/generic-encoders

Primary LanguagePythonMIT LicenseMIT

CircleCI PyPI version

Generic encoders for data in python

This package contains an assortment of encoders, serializers, packers, etc...which I've found useful over the years, many of them are composable.

Installation

$ pip install generic-encoders

Usage

Basic Example

>>> from generic_encoders import ComposedEncoder, GzipEncoder, Base64Encoder, TextEncoder

>>> print(ComposedEncoder(TextEncoder(), GzipEncoder(), Base64Encoder()).encode('Hello world'))
b'H4sIAI0PKlsC//NIzcnJVyjPL8pJAQBSntaLCwAAAA=='

Combining Encoders

Encoders can be composed via the ComposedEncoder class. A favorite of mine is the MessagePack, lz4, base64, ascii encoder which can be constructed like so:

>>> from generic_encoders import ComposedEncoder, MsgPackEncoder, Lz4Encoder, Base64Encoder, TextEncoder

>>> encoder = ComposedEncoder(MsgPackEncoder(), Lz4Encoder(), Base64Encoder(), TextEncoder().inverted)

If an encoder is not capable of accepting the output/input of a parent encoder an EncoderLinkError exception will be raised.

Inverting Encoders

Encoders can be inverted, so that their input becomes thier output and their output their input via the inverted property, this can be particularly useful when dealing with text encoders.

>>> TextEncoder().inverted

Supported Encoders

Binary Data Encoders

Object Encoders

Text Encoders

Binary Data Encoders

Gzip Encoder

The gzip encoder accepts binary data compresses it and outputs binary data. See https://en.wikipedia.org/wiki/Gzip for more info.

Example:

>>> from generic_encoders import GzipEncoder
>>> encoder = GzipEncoder()
>>> print(encoder.decode(encoder.encode(b'hello world')))
b'hello world'

Lz4 Encoder

The lz4 encoder accepts binary data and outputs binary data. It typically takes less time to compress and decompress data than the gzip encoder, at the cost of slightly increased output sizes (around 30%).
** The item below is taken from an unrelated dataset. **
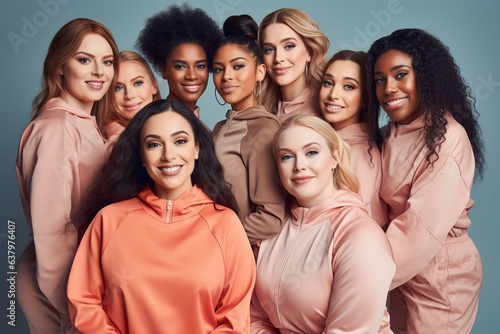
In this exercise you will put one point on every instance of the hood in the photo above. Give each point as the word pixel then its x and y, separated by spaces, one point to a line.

See https://en.wikipedia.org/wiki/LZ4_(compression_algorithm) for more info.

Example:

>>> from generic_encoders import Base64Encoder, UrlBase64Encoder
>>> encoder = Base64Encoder()
>>> print(encoder.decode(encoder.encode(b'hello world')))
b'hello world'

Base64 Encoders

The base64 encoder module provides two base64 encoders a urlsafe base64 encoder Base64Encoder and a standard base64 encoder UrlBase64Encoder, both of which rely on the implementations in the python base64 module https://docs.python.org/3/library/base64.html

These encoders accept binary data and produce binary data, but not that as these encoders are typically used to produce ascii encoded text it's recommended to combine them with the text_ascii encoder.

Example:

>>> from generic_encoders import Base64Encoder
>>> from generic_encoders import ComposedEncoder
>>> from generic_encoders import TextEncoder
>>> encoder = ComposedEncoder(Base64Encoder(), TextEncoder(encoding='ascii').inverted)
>>> print(encoder.decode(encoder.encode(b'hello world')))
b'hello world'

Snappy Encoder

The snappy encoder accepts binary data compresses it and outputs binary data. See https://en.wikipedia.org/wiki/Snappy_(compression)

Installation

First you'll need to install the snappy system package apt-get install libsnappy-dev on debian/ubuntu or brew install snappy via homebrew or see https://github.com/andrix/python-snappy for more information. Then you'll need to install the snappy extras package:

pip install -e generic-encoders[snappy]

Example:

>>> from generic_encoders import SnappyEncoder
>>> encoder = SnappyEncoder()
>>> encoder.decode(encoder.encode(b"hello world"))
'hello world'

Object Encoders

Json Encoder

The json encoder accepts any json encodable type and outputs a string type.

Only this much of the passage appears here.